-
Notifications
You must be signed in to change notification settings - Fork 265
Grafana and Prometheus Monitoring Setup
This documentation provides a comprehensive guide on setting up Grafana and Prometheus for monitoring. It covers installation steps, configuration details, instructions for accessing and managing dashboards, and troubleshooting tips for maintaining the monitoring setup.
-
Install and Configure Prometheus and Grafana:
Set up Prometheus for metric collection and Grafana for data visualization.
-
Create and Configure Grafana Dashboards:
Develop dashboards to visualize metrics.
-
Set Up Alerts Based on Collected Metrics:
Configure alerting to notify team of potential issues.
-
Ensure Proper Data Retention and Access Control:
Manage data storage and user access.
- Installing Prometheus and Grafana
- Configuring the Monitoring Dashboards
- Configuring Alerting
- Data Retention and Access Control
- Download Prometheus: Obtain the latest version from the Prometheus website.
- Extract the Archive:
tar xvfz prometheus-*.tar.gz
- Move to Installation Directory:
sudo mv prometheus-* /usr/local/prometheus
- Create a Prometheus User:
sudo useradd --no-create-home --shell /bin/false prometheus
- Set Up Directories and Permissions:
sudo mkdir /etc/prometheus
sudo mkdir /var/lib/prometheus
sudo chown prometheus:prometheus /etc/prometheus
sudo chown prometheus:prometheus /var/lib/prometheus
- Copy Configuration Files:
sudo cp prometheus.yml /etc/prometheus/
sudo chown prometheus:prometheus /etc/prometheus/prometheus.yml
- Create a Systemd Service File:
[Unit]
Description=Prometheus
After=network.target
[Service]
User=prometheus
Group=prometheus
ExecStart=/usr/local/prometheus/prometheus --config.file=/etc/prometheus/prometheus.yml --storage.tsdb.path=/var/lib/prometheus/
[Install]
WantedBy=multi-user.target
- Enable and Start Prometheus:
sudo systemctl daemon-reload
sudo systemctl enable prometheus
sudo systemctl start prometheus
sudo apt-get install -y apt-transport-https software-properties-common
sudo add-apt-repository "deb https://packages.grafana.com/oss/deb stable main"

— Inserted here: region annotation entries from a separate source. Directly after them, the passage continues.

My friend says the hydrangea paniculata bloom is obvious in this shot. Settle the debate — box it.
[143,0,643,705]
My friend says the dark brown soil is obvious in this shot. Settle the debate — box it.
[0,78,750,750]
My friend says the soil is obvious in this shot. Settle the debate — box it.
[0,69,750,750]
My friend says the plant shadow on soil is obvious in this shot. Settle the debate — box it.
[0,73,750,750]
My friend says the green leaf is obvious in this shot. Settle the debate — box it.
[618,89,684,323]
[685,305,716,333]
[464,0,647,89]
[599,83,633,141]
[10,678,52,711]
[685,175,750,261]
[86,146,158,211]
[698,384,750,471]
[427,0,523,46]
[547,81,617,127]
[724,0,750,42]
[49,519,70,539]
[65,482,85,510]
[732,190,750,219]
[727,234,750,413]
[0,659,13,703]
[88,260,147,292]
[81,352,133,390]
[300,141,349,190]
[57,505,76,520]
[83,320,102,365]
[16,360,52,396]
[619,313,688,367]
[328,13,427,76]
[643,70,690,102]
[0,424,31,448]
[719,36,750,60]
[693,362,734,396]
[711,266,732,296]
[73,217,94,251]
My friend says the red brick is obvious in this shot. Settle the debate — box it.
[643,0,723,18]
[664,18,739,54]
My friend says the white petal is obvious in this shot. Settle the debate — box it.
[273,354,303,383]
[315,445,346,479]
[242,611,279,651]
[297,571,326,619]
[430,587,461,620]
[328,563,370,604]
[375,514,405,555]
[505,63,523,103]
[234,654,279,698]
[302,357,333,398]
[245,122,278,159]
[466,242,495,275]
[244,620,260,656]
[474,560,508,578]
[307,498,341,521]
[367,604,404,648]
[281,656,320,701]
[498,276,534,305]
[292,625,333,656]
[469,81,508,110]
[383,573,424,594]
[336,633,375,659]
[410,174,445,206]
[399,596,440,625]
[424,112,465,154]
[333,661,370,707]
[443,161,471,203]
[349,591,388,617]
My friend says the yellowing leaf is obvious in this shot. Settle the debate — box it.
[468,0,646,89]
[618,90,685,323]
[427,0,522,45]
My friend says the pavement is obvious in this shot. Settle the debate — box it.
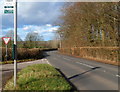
[46,51,120,92]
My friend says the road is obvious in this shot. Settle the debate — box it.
[0,51,120,92]
[46,51,120,90]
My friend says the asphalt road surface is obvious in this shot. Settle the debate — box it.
[46,51,120,91]
[0,51,120,92]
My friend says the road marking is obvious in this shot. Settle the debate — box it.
[76,62,94,68]
[116,75,120,77]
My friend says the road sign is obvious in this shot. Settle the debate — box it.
[4,0,14,14]
[2,37,11,45]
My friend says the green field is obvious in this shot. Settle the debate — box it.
[4,64,73,91]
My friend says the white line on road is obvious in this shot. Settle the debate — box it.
[76,62,94,68]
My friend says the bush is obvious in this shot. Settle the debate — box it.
[4,64,73,91]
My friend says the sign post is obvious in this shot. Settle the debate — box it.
[2,37,11,61]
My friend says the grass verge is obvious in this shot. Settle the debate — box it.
[3,64,73,91]
[0,59,38,64]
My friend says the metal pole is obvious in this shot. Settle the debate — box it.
[14,0,17,87]
[6,45,7,61]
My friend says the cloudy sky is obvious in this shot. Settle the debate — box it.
[0,0,64,41]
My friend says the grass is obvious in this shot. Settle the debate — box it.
[0,59,37,64]
[4,64,72,90]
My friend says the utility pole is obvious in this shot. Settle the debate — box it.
[13,0,17,87]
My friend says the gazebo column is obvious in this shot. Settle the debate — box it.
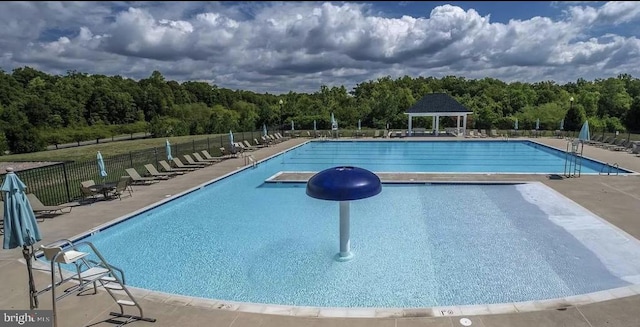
[462,114,467,136]
[431,116,436,135]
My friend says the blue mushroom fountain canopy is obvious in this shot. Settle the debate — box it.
[307,167,382,201]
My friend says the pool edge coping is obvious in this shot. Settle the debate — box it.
[31,139,640,318]
[112,284,640,318]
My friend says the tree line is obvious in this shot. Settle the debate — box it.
[0,67,640,153]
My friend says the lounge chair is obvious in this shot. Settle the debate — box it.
[182,154,213,167]
[260,135,275,146]
[200,148,228,160]
[191,152,222,164]
[113,176,133,200]
[125,168,160,185]
[173,158,204,168]
[80,179,102,201]
[158,160,198,173]
[240,140,260,150]
[27,193,73,214]
[144,164,184,177]
[220,147,240,158]
[236,141,258,151]
[253,139,269,148]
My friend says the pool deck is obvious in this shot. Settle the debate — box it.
[0,138,640,327]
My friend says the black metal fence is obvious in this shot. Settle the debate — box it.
[2,132,262,205]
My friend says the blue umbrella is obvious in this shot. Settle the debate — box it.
[578,120,591,143]
[0,168,42,310]
[164,139,173,161]
[97,151,107,179]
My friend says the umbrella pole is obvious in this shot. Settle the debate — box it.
[22,245,38,310]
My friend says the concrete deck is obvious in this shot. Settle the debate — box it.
[0,138,640,327]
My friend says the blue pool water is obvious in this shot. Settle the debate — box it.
[283,141,628,174]
[70,142,640,307]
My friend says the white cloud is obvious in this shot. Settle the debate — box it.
[0,2,640,93]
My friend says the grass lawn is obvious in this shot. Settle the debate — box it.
[0,133,230,162]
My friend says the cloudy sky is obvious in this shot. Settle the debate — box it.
[0,1,640,93]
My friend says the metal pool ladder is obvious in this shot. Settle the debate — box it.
[35,239,156,327]
[598,162,620,176]
[244,154,258,168]
[564,140,584,177]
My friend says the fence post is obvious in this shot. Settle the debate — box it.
[62,161,71,202]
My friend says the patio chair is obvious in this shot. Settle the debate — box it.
[220,146,240,158]
[27,193,73,214]
[253,139,269,148]
[80,179,102,201]
[235,142,258,151]
[191,152,222,164]
[240,140,261,150]
[200,150,229,160]
[172,158,204,168]
[144,164,184,177]
[158,160,197,173]
[113,176,133,200]
[125,168,160,185]
[260,135,275,146]
[182,154,213,167]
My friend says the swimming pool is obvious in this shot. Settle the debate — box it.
[65,142,640,307]
[281,141,629,174]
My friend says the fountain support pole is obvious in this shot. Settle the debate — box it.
[338,201,353,261]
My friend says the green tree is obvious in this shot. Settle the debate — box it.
[564,104,587,131]
[624,96,640,133]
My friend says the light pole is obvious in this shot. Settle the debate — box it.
[278,99,284,135]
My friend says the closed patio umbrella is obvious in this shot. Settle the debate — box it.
[164,139,173,161]
[0,168,42,310]
[331,112,338,130]
[96,151,107,180]
[578,120,591,143]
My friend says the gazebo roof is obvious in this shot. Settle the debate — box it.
[406,93,473,114]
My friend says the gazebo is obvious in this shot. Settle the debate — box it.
[405,93,473,136]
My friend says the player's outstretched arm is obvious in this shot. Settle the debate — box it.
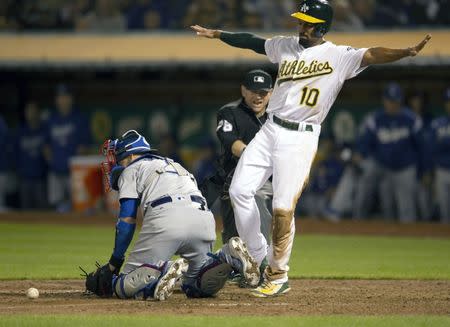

wget -q -O - https://packages.grafana.com/gpg.key | sudo apt-key add -
sudo apt-get update
sudo apt-get install grafana
sudo systemctl enable grafana-server
sudo systemctl start grafana-server
Create a Grafana User:
sudo useradd --no-create-home --shell /bin/false grafana
Set Up Directories and Permissions:
sudo chown grafana:grafana /usr/local/grafana
Create a Systemd Service File:
#!/bin/bash
# Check if script is run as root
if [ "$EUID" -ne 0 ]
then echo "Please run as root"
exit
fi
# Create systemd service file for Prometheus
cat > /etc/systemd/system/prometheus.service <<EOL
[Unit]
Description=Prometheus
Wants=network-online.target
After=network-online.target
[Service]
User=prometheus
Group=prometheus
Type=simple
ExecStart=/usr/local/bin/prometheus \
--config.file /etc/prometheus/prometheus.yml \
--storage.tsdb.path /var/lib/prometheus/ \
--web.console.templates=/etc/prometheus/consoles \
--web.console.libraries=/etc/prometheus/console_libraries
[Install]
WantedBy=multi-user.target
EOL
Enable and Start Grafana:
sudo systemctl daemon-reload
sudo systemctl enable grafana
sudo systemctl start grafana
Node Exporter is essential for collecting server metrics such as CPU usage, memory usage, disk I/O, and network traffic.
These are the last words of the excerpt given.